The flying solution: sterile insects against the worm that paralyzed livestock farming
Nine months after the border closure that froze livestock exports to the United States, the Mexican government is betting on a strategy that seems straight out of a science fiction movie. It will import up to 110 million sterile flies to combat the screwworm, the plague that unleashed this health and economic crisis.
The National Agri-Food Health, Safety and Quality Service (Senasica) already has everything ready. It has just awarded a contract for 9.4 million pesos to the company Agencias Aduanales Arjo to handle logistics. There will be daily arrivals from Guatemala and weekly arrivals from Panama.

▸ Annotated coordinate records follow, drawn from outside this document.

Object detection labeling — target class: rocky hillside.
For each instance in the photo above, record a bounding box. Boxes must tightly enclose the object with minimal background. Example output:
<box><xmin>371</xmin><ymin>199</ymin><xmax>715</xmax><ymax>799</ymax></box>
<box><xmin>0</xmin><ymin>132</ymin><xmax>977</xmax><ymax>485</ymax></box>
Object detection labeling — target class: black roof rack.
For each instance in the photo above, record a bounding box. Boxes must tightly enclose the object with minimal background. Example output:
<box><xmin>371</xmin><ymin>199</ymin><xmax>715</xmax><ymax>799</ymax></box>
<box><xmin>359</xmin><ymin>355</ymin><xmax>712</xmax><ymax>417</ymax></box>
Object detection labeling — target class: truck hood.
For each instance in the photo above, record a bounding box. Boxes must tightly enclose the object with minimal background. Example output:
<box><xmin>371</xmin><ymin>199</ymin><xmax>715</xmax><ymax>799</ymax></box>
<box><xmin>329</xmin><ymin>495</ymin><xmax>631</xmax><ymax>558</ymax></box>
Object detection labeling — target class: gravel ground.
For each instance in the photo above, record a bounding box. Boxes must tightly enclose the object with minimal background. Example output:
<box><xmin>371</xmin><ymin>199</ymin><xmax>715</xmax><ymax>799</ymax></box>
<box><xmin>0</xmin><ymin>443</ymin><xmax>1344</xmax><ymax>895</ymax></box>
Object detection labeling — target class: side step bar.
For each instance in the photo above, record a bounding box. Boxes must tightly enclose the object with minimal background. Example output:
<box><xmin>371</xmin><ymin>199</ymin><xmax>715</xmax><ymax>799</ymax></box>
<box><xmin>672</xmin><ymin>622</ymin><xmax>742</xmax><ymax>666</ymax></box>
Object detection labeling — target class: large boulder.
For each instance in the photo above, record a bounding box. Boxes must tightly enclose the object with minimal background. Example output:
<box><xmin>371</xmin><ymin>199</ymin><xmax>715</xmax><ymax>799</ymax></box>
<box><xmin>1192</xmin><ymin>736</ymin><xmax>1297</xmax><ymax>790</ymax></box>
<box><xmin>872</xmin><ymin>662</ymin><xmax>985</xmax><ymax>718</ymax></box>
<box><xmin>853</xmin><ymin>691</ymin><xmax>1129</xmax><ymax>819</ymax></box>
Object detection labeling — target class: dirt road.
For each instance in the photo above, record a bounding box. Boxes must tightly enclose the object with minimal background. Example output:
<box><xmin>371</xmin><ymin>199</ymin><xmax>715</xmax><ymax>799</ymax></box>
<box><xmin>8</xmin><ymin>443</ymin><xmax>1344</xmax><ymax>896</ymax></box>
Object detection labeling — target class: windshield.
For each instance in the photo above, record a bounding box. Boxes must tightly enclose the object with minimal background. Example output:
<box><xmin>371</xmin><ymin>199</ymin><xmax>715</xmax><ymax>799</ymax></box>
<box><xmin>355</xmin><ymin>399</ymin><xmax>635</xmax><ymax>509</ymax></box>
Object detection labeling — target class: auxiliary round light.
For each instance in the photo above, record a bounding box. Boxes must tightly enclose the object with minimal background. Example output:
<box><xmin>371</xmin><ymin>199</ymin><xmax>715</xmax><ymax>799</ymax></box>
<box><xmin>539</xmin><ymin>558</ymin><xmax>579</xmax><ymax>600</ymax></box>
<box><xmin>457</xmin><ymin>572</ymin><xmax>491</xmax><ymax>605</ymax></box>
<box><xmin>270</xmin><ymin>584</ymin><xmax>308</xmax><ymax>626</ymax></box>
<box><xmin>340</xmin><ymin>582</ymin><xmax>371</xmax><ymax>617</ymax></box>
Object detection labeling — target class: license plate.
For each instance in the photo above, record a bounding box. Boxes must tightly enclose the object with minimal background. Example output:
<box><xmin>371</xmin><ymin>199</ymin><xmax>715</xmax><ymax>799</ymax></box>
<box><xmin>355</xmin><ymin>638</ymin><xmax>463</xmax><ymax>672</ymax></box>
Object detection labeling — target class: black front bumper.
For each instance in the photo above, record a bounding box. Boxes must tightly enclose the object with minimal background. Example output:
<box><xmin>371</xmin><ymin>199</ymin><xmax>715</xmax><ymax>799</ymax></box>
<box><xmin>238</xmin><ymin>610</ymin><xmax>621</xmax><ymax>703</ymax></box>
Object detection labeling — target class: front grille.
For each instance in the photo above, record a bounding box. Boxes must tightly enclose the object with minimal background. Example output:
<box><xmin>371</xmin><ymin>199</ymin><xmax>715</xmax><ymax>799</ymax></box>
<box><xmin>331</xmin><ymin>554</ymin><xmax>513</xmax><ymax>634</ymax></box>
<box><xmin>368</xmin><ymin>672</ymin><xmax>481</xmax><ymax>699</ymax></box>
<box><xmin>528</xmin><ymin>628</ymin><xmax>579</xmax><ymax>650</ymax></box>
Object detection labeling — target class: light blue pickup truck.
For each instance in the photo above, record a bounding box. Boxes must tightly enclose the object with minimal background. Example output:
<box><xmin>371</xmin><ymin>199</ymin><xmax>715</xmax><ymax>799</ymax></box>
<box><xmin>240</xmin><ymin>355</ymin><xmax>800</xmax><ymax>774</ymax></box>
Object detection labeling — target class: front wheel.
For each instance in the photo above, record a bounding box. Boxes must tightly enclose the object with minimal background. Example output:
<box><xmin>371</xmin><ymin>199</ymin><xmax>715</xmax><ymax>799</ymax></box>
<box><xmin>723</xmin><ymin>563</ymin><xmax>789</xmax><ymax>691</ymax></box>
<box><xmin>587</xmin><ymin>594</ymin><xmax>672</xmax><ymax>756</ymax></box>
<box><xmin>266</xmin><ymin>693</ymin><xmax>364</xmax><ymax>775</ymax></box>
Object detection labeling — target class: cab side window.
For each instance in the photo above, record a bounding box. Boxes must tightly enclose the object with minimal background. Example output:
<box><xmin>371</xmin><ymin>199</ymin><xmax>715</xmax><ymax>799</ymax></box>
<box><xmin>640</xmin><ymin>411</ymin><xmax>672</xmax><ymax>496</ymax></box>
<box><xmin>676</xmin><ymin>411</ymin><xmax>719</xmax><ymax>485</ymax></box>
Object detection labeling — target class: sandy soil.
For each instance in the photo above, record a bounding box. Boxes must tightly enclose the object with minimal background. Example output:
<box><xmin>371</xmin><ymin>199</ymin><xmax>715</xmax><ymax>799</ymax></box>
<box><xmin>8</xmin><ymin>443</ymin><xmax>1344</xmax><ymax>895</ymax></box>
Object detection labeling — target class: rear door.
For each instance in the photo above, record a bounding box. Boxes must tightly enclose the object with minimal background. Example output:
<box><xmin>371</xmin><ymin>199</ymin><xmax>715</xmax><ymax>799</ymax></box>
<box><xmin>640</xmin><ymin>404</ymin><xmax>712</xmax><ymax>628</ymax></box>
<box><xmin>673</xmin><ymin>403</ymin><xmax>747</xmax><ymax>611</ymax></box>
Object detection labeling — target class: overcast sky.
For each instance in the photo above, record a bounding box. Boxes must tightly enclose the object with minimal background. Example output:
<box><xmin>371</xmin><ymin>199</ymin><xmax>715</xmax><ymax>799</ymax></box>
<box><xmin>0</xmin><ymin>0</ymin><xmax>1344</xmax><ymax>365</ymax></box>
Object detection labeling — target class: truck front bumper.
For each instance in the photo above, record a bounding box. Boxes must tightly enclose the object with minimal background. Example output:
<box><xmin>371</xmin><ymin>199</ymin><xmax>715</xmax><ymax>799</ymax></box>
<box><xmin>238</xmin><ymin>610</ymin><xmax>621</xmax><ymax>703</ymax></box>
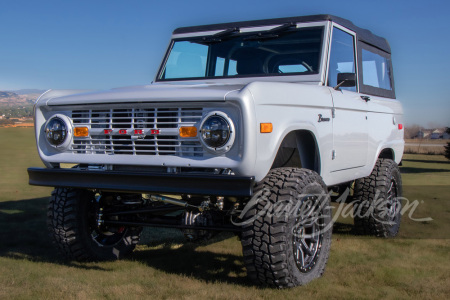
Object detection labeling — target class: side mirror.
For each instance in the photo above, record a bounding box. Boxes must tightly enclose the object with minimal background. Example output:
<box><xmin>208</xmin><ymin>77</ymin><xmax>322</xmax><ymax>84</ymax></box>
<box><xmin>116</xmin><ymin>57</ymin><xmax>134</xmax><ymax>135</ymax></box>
<box><xmin>334</xmin><ymin>73</ymin><xmax>356</xmax><ymax>90</ymax></box>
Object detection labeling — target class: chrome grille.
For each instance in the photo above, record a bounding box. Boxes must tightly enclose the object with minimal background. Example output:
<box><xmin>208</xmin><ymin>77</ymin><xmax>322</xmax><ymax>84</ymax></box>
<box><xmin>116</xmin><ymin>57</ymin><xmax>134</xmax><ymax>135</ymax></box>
<box><xmin>70</xmin><ymin>108</ymin><xmax>204</xmax><ymax>156</ymax></box>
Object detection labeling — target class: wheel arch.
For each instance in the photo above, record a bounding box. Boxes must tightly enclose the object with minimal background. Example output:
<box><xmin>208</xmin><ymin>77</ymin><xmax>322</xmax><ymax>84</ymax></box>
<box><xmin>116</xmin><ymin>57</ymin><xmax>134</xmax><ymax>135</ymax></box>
<box><xmin>270</xmin><ymin>129</ymin><xmax>321</xmax><ymax>174</ymax></box>
<box><xmin>378</xmin><ymin>148</ymin><xmax>395</xmax><ymax>161</ymax></box>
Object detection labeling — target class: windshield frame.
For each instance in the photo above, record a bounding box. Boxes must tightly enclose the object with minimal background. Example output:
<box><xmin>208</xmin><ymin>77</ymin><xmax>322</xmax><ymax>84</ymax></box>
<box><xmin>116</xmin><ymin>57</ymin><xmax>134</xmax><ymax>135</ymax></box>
<box><xmin>154</xmin><ymin>21</ymin><xmax>330</xmax><ymax>84</ymax></box>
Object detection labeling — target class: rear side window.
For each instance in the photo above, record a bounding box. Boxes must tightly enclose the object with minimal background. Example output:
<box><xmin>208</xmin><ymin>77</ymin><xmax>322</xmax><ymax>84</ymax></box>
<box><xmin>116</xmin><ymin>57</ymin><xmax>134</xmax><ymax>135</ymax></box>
<box><xmin>359</xmin><ymin>43</ymin><xmax>395</xmax><ymax>98</ymax></box>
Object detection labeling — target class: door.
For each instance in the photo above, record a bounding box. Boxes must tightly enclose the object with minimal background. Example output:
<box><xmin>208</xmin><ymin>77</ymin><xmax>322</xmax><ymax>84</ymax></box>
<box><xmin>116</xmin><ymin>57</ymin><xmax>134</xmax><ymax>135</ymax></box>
<box><xmin>328</xmin><ymin>26</ymin><xmax>369</xmax><ymax>172</ymax></box>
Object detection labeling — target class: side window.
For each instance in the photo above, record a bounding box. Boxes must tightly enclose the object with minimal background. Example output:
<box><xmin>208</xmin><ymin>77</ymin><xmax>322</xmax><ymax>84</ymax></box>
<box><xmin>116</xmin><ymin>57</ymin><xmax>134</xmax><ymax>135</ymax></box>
<box><xmin>361</xmin><ymin>49</ymin><xmax>392</xmax><ymax>90</ymax></box>
<box><xmin>327</xmin><ymin>27</ymin><xmax>356</xmax><ymax>92</ymax></box>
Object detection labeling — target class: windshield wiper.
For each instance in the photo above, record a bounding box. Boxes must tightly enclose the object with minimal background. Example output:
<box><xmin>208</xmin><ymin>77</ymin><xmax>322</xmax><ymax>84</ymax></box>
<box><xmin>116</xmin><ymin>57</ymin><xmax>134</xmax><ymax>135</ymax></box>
<box><xmin>244</xmin><ymin>22</ymin><xmax>297</xmax><ymax>41</ymax></box>
<box><xmin>196</xmin><ymin>27</ymin><xmax>241</xmax><ymax>44</ymax></box>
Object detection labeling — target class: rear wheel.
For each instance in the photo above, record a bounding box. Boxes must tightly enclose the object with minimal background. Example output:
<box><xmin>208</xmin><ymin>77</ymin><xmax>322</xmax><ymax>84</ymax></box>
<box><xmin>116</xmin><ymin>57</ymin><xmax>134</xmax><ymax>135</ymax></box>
<box><xmin>47</xmin><ymin>188</ymin><xmax>141</xmax><ymax>261</ymax></box>
<box><xmin>242</xmin><ymin>168</ymin><xmax>332</xmax><ymax>288</ymax></box>
<box><xmin>354</xmin><ymin>158</ymin><xmax>402</xmax><ymax>237</ymax></box>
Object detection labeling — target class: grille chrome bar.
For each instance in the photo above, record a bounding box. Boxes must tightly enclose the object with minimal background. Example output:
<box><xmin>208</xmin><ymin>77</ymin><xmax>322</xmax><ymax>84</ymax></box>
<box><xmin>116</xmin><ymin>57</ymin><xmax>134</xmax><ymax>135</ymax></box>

“Includes the reception of biological material at strategic airports in Chiapas, as well as the attention of customs clearance even on weekends and holidays”
The theory is simple but brilliant: release sterile males to mate with wild females. Without offspring, the worm population plummets. It is pure biological control, without chemicals or poisons.
But behind this entomological war there are numbers that hurt. The livestock sector estimates losses of more than 15 billion pesos since last May, when Washington turned off the tap. Every day without access to the US market is money that evaporates.
Officials promise this is just the beginning. For the first half of the year they plan to inaugurate a sterile fly production plant in Chiapas. Self-sufficiency in warrior insects, that’s what they seek.
Meanwhile, the eggs and pupae will travel by air as priority cargo. The hope is that these little winged soldiers will achieve what diplomatic negotiations have not been able to: reopen a border that hurts the national pocket.